For the past several weeks, on Saturday and Sunday in the late afternoon I’ve had to go to the river to see the end of the day. Something just pulls me out there. And of course, my photographer self doesn’t think I’ve seen something unless I can look at it again later, which has produced a prodigous collection of sky shots. Today I stood on the bank, watching the sky and the river moving by and I remembered that song, “Old Man River.”
I suddenly remembered, in a different way from before, about the magic of a river. The sameness of its movement; whether summer low or winter high, crashing rapids or placid meandering, it just keeps on moving.
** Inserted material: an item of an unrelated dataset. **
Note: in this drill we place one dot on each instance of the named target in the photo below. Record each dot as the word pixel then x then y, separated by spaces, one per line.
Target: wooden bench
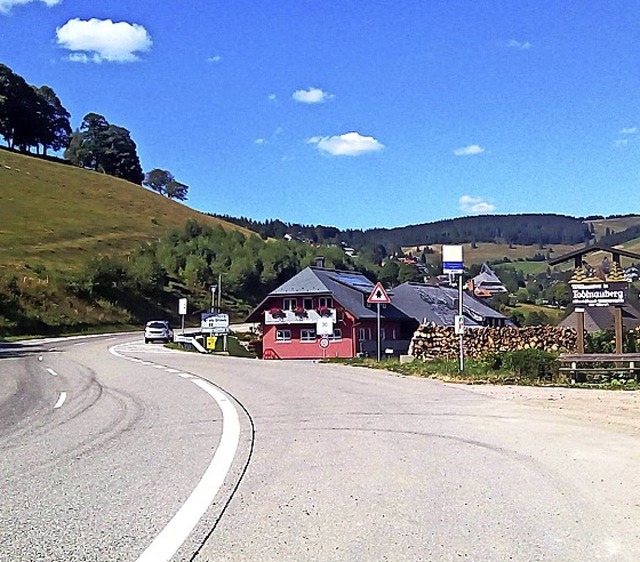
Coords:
pixel 579 365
Sun up, sun down, moon or no, it does the same thing all the time. Sometimes in summer it seems to be benign, just a shallow current, its holes and snags hidden from sight. Then sometimes in winter it rises up and takes over, breaking levees and taking homes, trees, animals and sometimes people with it. Its power is undeniable in flood season. And so captivating. No matter its threat, one is drawn to see it, to see how high it is, whether it has taken over the road yet, whether this year it’ll be even higher than last.
In past years, I’ve spent a quite a bit of time on this and other rivers, but it’s been a long time on dry land for me now. I always counted on my partner to put the canoe on the truck, to generate the motivation to get to the river. I just packed a lunch and went. Today as I watched that water determinedly, placidly moving along I wanted to go along with it. I felt landlocked, stranded on the shore. I wanted to just gut up and follow the current. That feeling is a parallel to other things in my life that I feel unable to do. Maybe it’s time to shift that stuckness, just a little, just to see what could happen.